Dr Wiklander went on to describe his biblical findings. He described a variety of processes of ‘imposition of hands’ in the Bible. Laying on of hands was used to transmit virtue but also, as in the scapegoat ceremony, to pass on responsibility for sin. Laid on hands could dispense blessing, healing and baptism. Certain patterns of Jewish scribal ordination in the Old Testament might have influenced the early church to lay hands on deacons – a practice neither recommended nor repeated in the rest of the New Testament. Jesus did not ordain but He made or appointed apostles and warned them not to be like the scribes but to follow the servant model of leadership. There is no general command to the Christian church to ordain anyone to a leadership position. The concept of ordination is not found in the Bible and emerges in the second and third-century as the Roman church mirrored what was done in the Roman Empire’s legal and civic system. This Roman Catholic concept was not fully challenged during the Protestant Reformation and unbiblical practices remained. “In the New Testament”, said Dr Wiklander, “there is no term for ordination as a process of induction to church leadership. It is a pagan practice.”

After focusing on the Reformation, the lecture moved on to look at early Adventist history. Dr Wiklander had researched in depth the ecclesiastical heritage of James White and many other Adventist pioneers. They brought with them into the Adventist Church from their previous group ‒ Christian Connection ‒ the three orders of ministry: pastor, elder, and deacon. The idea of apostolic succession – that only ordained ministers could ordain ministers – took hold but, “it has no biblical root”, Dr Wiklander insisted.

Finally the audience was treated to a whistle-stop tour of an extensive list of church leadership tasks which Ellen White told the church leadership in 1901 that women should take and for which they should be paid by the tithe. “And she said this”, said Dr Wiklander, “at a time when women were not even allowed the vote in political life.”

After an hour, Dr Wiklander concluded the lecture on a personal note. “I become quite emotional when I speak about this”, he said. “The research has given me a big question. I believe we should bring men and women into the ministry on equal terms.”
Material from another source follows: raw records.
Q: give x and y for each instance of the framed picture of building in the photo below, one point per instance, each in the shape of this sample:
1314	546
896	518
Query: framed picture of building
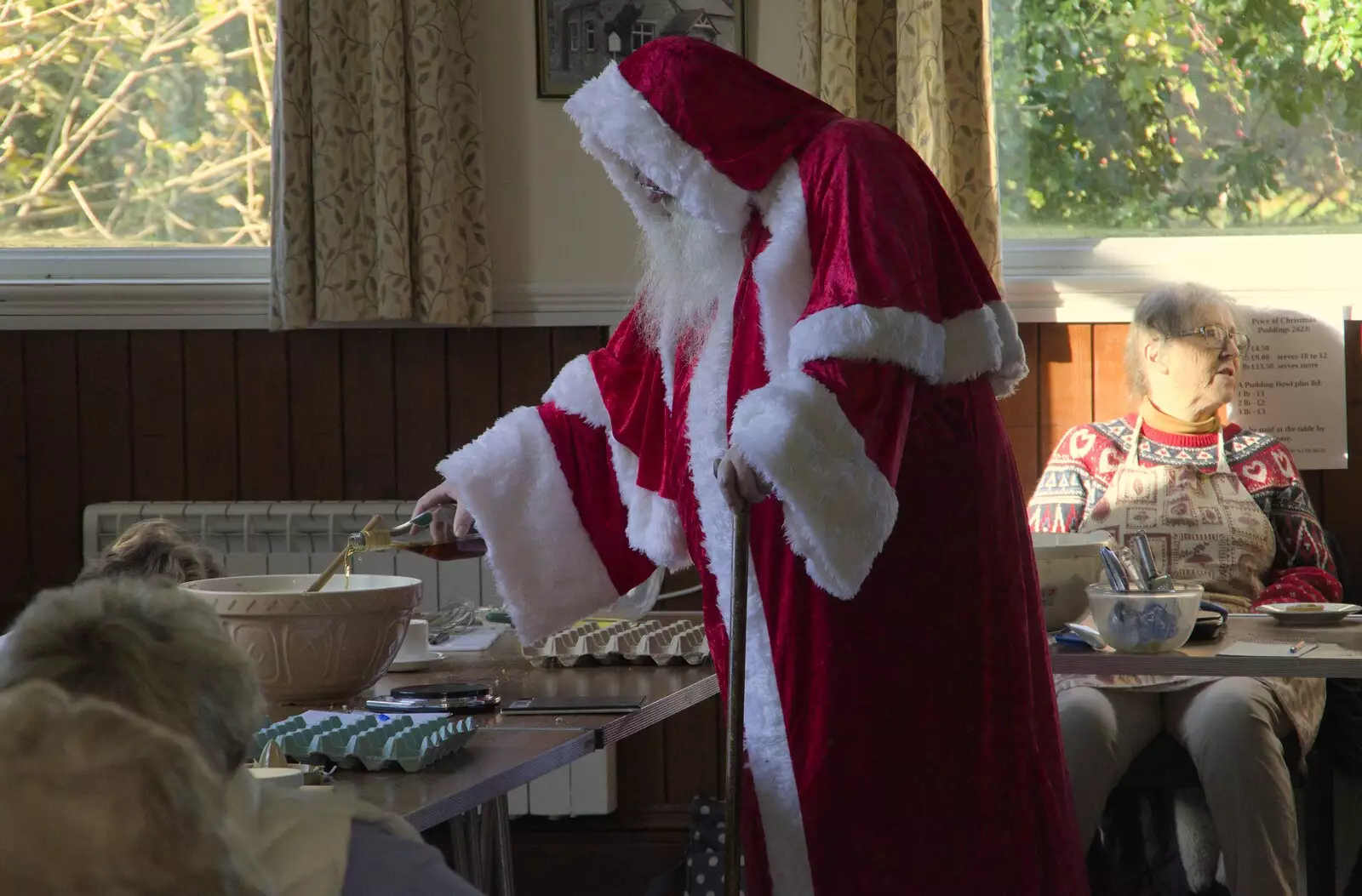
576	38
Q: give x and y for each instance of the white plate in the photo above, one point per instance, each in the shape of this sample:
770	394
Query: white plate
415	665
1311	613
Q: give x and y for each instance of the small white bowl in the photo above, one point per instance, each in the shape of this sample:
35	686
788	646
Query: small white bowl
1143	621
1067	564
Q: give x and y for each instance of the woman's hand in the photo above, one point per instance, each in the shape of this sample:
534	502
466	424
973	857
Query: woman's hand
444	526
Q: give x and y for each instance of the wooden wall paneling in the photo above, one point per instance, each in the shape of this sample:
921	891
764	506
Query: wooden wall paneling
1110	397
694	752
526	365
640	769
14	480
474	383
52	424
1342	489
210	415
104	378
263	417
421	408
368	405
157	371
613	861
317	426
1021	414
569	342
1066	362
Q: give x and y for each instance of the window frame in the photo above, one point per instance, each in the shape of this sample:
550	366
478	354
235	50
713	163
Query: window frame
1045	281
640	33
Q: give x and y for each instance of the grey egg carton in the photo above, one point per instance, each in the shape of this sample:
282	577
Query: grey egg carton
646	642
371	742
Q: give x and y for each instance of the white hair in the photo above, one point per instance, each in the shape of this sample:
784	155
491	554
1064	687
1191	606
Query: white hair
688	265
150	648
1164	313
150	549
100	801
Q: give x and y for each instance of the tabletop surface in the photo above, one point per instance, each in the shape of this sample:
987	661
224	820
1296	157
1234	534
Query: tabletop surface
511	750
1338	653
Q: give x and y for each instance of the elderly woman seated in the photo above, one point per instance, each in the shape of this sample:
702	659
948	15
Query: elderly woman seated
165	657
1223	507
99	800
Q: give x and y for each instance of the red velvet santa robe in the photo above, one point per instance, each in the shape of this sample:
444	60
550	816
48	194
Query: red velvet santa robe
901	726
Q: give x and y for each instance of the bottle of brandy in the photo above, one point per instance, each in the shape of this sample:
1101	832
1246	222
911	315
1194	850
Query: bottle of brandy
417	537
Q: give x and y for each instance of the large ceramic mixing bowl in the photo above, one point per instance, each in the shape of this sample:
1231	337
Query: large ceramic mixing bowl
1146	623
315	647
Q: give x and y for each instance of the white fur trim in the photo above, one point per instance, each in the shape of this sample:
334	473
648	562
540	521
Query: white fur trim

As usual, the question and answer session brought more fascinating insights. “I’ve been ordained…so I feel a bit pagan now!” said one pastor. “If ordination is a pagan not a biblical practice, should we ordain at all?” Dr Wiklander admitted that he had considered that possibility but rejected it. “We need to have a way of ensuring that we are led by educated and appropriate church leaders and we need a practical way of doing that. There are a lot of traces of paganism in our lives, praying with our hands together, Christmas trees, and the names of the days of the week. Our significant concern needs to be what meaning we assign to ordination. I believe we need a deep reform to make our practices of ordination more biblical.”

Questions explored the possibility both of what might happen in the church if women’s ordination is agreed and if it is not. People shared concerns about submitting to a vote rather than to the voice of scripture. Dr Wiklander explored the worst possible scenario ‒a massive schism in which people go their own way and the tithe system is threatened. Some will be unhappy whatever is decided and research needs to be in place as a basis for our teaching. Either way, we need to have a big reform of ordination in our Church and in relations between clergy and laity so that members do not feel the status of pastors separates them from lay people. We can only go forward together if we are all together as servants.

Finally, the President gave more personal commitments to his belief in the ordination of women. “I am converted completely to what I said tonight. I would die for it.”

Newbold’s pastor, Patrick Johnson, was impressed. “There was a great deal for pastors to think about in this lecture”, he said. “I’ve heard Bertil speak many times but I’ve never heard him speak with such passion and conviction.”